Doch einige Bürgermeister haben genug. Verkehrsüberwachung und -analyse sei zu wenig – “so wie in den vergangenen Jahren kann es nicht weitergehen”, betonen Ivo Insam, Vizebürgermeister von Wolkenstein und Leandro Grones, Bürgermeister von Fodom/Buchenstein. Sie fordern striktere Maßnahmen gegen die Verkehrsbelastung, die zügig umgesetzt werden sollen.

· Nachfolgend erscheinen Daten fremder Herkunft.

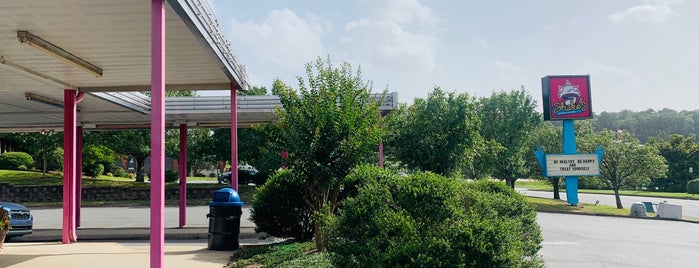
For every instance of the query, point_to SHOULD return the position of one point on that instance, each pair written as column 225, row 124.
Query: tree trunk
column 556, row 188
column 43, row 168
column 618, row 199
column 140, row 162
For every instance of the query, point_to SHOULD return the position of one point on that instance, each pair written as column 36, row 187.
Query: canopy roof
column 113, row 36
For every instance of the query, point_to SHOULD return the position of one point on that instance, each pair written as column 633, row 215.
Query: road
column 594, row 241
column 690, row 208
column 127, row 217
column 569, row 240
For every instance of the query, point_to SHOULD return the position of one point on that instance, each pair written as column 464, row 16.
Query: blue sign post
column 567, row 98
column 570, row 147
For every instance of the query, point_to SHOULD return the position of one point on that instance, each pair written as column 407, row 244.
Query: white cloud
column 396, row 35
column 507, row 67
column 283, row 38
column 654, row 12
column 479, row 43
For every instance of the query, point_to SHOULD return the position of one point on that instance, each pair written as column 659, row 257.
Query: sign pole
column 569, row 147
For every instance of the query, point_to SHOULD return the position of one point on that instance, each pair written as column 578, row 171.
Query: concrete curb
column 247, row 235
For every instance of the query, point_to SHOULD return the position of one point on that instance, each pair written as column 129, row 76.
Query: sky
column 640, row 54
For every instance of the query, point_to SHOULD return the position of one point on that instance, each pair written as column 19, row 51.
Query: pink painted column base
column 157, row 128
column 234, row 138
column 69, row 117
column 183, row 174
column 381, row 154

Die Wirtschaft warnt davor. Heuer jedenfalls sei wegen der Corona-Krise “nicht der richtige Zeitpunkt für Verkehrsbeschränkungen auf den Dolomitenpässen”, finden die Präsidenten der Handelskammern von Bozen und Trient, Michl Ebner und Giovanni Bort. Grundsätzlich könne man nachvollziehen, dass Verkehrsberuhigungen angedacht würden, so die beiden Präsidenten. Allerdings sei es “immer noch früh genug, Maßnahmen zur Verringerung des Verkehrsaufkommens auf den Dolomitenpässen zu tätigen, sobald sich die Wirtschaft und insbesondere der Tourismus in unserer Region wieder einigermaßen erholt haben”. Bei der Handelskammer Bozen verweist man auf jüngste WIFO-Daten, laut denen in Südtirol im Mai die Umsätze des Gastgewerbes und der Hotellerie im Vergleich zu Mai 2019 um 71% gesunken sind. Auch im Juni geben 85% der Tourismusbetriebe an, dass eine geringere Nachfrage im Vergleich zum Niveau vor der Corona-Pandemie besteht.

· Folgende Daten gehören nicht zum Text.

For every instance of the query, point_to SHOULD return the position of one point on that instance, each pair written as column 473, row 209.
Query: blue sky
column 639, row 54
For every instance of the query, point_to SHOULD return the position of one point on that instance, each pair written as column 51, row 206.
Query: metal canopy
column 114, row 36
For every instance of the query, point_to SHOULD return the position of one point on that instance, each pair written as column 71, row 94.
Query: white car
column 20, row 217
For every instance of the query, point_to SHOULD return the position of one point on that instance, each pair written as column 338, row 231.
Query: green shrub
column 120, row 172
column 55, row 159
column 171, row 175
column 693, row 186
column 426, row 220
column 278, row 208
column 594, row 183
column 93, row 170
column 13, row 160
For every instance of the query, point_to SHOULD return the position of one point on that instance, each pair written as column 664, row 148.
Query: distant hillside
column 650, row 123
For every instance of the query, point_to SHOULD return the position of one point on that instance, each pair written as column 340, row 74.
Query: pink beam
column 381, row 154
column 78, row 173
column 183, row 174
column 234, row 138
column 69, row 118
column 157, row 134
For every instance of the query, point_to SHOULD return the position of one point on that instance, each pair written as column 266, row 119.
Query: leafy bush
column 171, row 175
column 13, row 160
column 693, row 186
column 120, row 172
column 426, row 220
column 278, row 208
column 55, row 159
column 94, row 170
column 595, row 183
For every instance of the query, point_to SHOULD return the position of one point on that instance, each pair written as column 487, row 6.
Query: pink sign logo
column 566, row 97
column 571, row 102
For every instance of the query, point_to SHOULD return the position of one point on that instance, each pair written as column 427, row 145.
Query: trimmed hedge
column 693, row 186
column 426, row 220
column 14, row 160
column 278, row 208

Corona lassen die Umweltschützer als Rechtfertigung, keine strengeren Maßnahmen zu ergreifen, nicht gelten. “Reine Ankündigungspolitik und kosmetische Maßnahmen ohne sicht-, spür- und hörbare Erfolge hatten wir in den vergangenen Jahren zur Genüge”, heißt es vom Dachverband für Natur- und Umweltschutz. Dort erinnert man an die Aussagen von Landeshauptmann Arno Kompatscher anlässlich der Feierlichkeiten 10 Jahre UNESCO-Welterbe Dolomiten im Juni 2019. Dort hatte sich Kompatscher für eine “Sperre der Dolomitenpässe zu bestimmten Kernzeiten” ausgesprochen. Für heuer dürfte sich diese Frage erledigt haben.